The struggle is real in rural Minnesota, people. Oh, sure, you city slickers have it pretty easy when you need a bunch of crickets for whatever you need crickets for. But in rural Minnesota? It’s cricket eat cricket out there.
Christopher Ingraham, the Washington Post writer who moved to Red Lake County without properly checking the cricket situation a few years ago, is finding that out. The cricket store is pretty far away (North Dakota) when you live out in the parts of the state where you can actually hear crickets, but the investment in rural broadband is really paying off.
He told his story on Twitter:
They were in a cardboard box. And I cut the tape and opened the box and SURPRISE! Crickets everywhere. It was the middle of the workday and I didn't have time to deal with cricket logistics, so I put the tape back on the box.
— Christopher Ingraham (@_cingraham) December 29, 2018
About 20 minutes later I'm back at work on my computer, and I hear my wife in the kitchen: "where are these goddamn crickets coming from." I freely admit I had not kept her fully up-to-date on my cricket purchasing plans.
— Christopher Ingraham (@_cingraham) December 29, 2018
With the benefit of hindsight, this was a mistake.
— Christopher Ingraham (@_cingraham) December 29, 2018
I say "That's a good question. Let me check something." I walk over to the bathroom. I open the door. There are crickets. Everywhere.
— Christopher Ingraham (@_cingraham) December 29, 2018
For some reason my first instinct is to flush the toilet, as if that will do anything to solve the problem of crickets in all the other places that were not the toilet. I shut the door. "Uh, don't come in here!" I try to sound cheerful.
— Christopher Ingraham (@_cingraham) December 29, 2018
Of course by this point many had migrated elsewhere. They were in the closet. In the shoes. Making their way downstairs to the playroom.

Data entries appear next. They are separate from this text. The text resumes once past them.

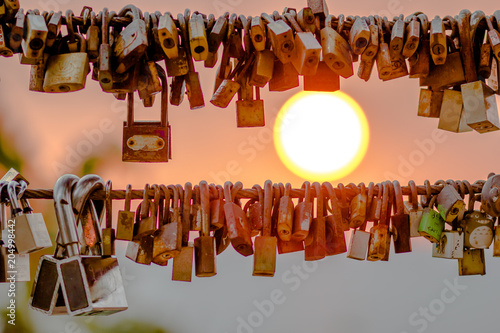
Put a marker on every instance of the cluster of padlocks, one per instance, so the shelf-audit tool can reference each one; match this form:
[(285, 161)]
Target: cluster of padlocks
[(452, 56), (82, 277)]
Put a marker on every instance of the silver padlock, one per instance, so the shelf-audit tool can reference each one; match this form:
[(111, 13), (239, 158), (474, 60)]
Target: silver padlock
[(90, 285), (30, 231)]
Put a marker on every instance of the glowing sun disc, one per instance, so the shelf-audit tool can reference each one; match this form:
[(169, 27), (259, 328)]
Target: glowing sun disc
[(321, 135)]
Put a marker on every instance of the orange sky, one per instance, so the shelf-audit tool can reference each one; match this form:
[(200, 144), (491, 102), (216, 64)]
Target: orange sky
[(207, 145)]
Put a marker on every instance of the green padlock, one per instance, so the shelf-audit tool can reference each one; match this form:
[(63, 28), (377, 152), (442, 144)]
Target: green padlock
[(432, 224)]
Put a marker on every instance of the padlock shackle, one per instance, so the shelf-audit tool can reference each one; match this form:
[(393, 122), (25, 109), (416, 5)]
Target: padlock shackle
[(267, 209), (205, 208), (398, 202), (68, 234), (109, 205), (16, 209), (413, 194), (128, 197)]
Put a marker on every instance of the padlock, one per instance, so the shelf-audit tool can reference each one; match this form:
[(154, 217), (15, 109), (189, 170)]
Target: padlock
[(168, 35), (16, 32), (432, 223), (256, 211), (480, 107), (217, 218), (315, 243), (229, 87), (414, 209), (325, 79), (30, 231), (108, 233), (374, 204), (88, 214), (450, 245), (284, 77), (438, 46), (379, 233), (345, 206), (198, 38), (449, 203), (195, 213), (397, 37), (358, 244), (306, 19), (493, 37), (472, 263), (303, 215), (384, 64), (147, 141), (490, 194), (92, 35), (53, 21), (478, 226), (258, 33), (262, 70), (37, 74), (466, 46), (496, 242), (359, 35), (485, 61), (419, 62), (204, 246), (183, 262), (265, 245), (75, 285), (4, 50), (235, 36), (285, 217), (371, 49), (146, 221), (412, 38), (36, 35), (335, 237), (307, 49), (237, 224), (400, 222), (177, 90), (452, 117), (68, 71), (430, 103), (218, 33), (336, 50), (149, 82), (281, 37), (193, 86), (132, 42), (358, 208), (125, 223)]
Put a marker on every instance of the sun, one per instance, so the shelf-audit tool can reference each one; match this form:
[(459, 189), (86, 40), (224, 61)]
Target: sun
[(321, 136)]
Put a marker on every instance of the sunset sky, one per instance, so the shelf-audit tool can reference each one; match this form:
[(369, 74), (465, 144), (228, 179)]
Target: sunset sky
[(335, 294)]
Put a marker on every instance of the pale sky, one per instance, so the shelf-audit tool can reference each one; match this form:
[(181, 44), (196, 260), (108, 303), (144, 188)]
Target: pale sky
[(335, 294)]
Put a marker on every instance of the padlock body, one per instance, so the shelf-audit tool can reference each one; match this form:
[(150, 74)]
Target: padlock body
[(183, 265), (66, 72), (472, 263), (358, 245), (302, 218), (431, 225), (450, 246), (379, 242), (145, 141), (265, 256), (204, 254), (125, 225)]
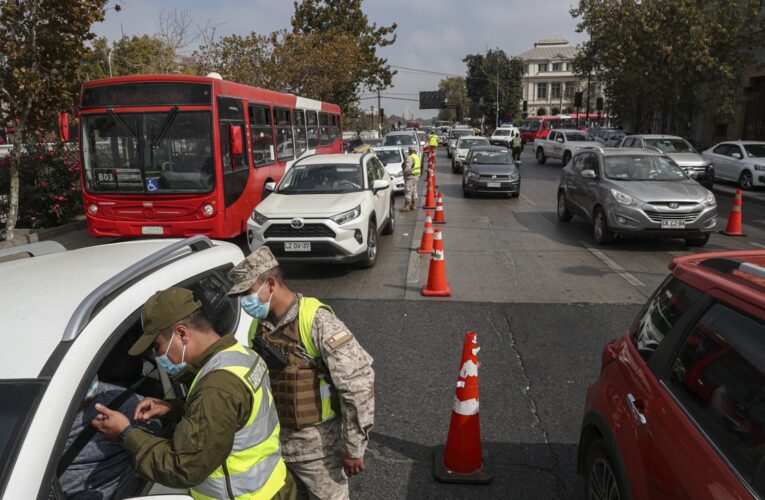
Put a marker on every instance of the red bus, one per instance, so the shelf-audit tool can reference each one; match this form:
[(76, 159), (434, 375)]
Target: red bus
[(169, 155)]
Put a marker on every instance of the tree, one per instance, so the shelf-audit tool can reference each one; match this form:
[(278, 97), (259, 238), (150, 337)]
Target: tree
[(40, 46), (456, 94), (345, 18), (660, 61), (493, 75)]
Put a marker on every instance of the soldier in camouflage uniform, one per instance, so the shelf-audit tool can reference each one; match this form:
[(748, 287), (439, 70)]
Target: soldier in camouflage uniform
[(322, 379)]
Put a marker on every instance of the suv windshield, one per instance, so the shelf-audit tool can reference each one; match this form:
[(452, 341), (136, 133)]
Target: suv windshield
[(321, 179), (491, 157), (670, 145), (389, 155), (400, 140), (642, 168), (148, 153), (755, 150), (19, 400)]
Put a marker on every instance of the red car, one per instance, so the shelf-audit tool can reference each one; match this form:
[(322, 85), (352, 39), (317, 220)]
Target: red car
[(678, 410)]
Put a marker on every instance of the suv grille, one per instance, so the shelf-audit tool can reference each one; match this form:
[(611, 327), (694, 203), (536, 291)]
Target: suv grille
[(662, 216), (307, 231)]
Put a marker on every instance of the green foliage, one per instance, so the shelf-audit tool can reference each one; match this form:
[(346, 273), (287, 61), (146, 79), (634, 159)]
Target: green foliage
[(49, 185), (486, 73), (661, 60)]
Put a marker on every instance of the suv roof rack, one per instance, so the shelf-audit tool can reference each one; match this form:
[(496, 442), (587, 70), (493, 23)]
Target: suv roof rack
[(84, 311)]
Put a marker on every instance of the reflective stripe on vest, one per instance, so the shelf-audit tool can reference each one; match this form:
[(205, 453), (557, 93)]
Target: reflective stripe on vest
[(307, 310), (254, 468), (416, 167)]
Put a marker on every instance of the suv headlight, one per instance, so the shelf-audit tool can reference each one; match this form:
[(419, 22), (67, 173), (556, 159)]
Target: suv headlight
[(624, 199), (259, 218), (344, 217), (710, 200)]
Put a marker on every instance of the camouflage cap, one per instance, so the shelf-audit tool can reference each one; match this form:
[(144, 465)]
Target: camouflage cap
[(163, 309), (246, 273)]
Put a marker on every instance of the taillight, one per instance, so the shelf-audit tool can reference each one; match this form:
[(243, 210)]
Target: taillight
[(609, 354)]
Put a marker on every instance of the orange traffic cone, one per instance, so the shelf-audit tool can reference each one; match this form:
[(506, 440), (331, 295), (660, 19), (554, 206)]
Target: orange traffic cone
[(437, 285), (734, 219), (463, 460), (439, 218), (426, 243)]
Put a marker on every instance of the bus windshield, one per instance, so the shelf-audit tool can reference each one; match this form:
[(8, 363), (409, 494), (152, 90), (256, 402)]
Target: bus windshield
[(148, 153)]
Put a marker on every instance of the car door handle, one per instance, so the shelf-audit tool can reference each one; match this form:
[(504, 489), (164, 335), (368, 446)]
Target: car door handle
[(637, 414)]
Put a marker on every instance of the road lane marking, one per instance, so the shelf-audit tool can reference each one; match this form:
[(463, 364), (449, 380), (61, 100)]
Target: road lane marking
[(629, 278)]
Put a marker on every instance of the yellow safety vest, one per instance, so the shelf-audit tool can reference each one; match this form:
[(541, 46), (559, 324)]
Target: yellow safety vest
[(307, 310), (416, 166), (254, 468)]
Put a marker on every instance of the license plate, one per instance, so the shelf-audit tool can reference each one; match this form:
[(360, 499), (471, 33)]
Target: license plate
[(673, 224), (297, 246), (152, 230)]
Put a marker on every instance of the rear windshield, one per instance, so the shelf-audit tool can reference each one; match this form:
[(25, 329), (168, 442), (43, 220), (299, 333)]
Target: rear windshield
[(19, 399)]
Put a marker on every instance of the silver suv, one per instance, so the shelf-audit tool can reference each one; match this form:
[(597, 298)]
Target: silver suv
[(635, 192), (695, 165)]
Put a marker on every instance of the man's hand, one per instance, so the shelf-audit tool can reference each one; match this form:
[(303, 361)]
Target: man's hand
[(353, 466), (109, 423), (151, 408)]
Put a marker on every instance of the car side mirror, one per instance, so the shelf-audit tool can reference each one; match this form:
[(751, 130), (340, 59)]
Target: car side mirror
[(379, 185)]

The cats were having what I can only imagine was the greatest day of their lives.
— Christopher Ingraham (@_cingraham) December 29, 2018
I make this information public because if I do not send any tweets tomorrow, it is because my wife murdered me after finding a cricket in our bed in the middle of the night.
And that's the news from Red Lake Falls.
— Christopher Ingraham (@_cingraham) December 29, 2018
When you have a blog or a column, everything is worthy of a post. Ingraham’s editor demanded a column on crickets. He got a column on crickets.
And now, the nation couldn’t give a damn about Fergus Falls.
All comments are mandatory reading.
in every relationship there is the accidental cricket-releaser person and the where-are-all-these-damn-crickets-coming from person, look in your soul and ask: which am I?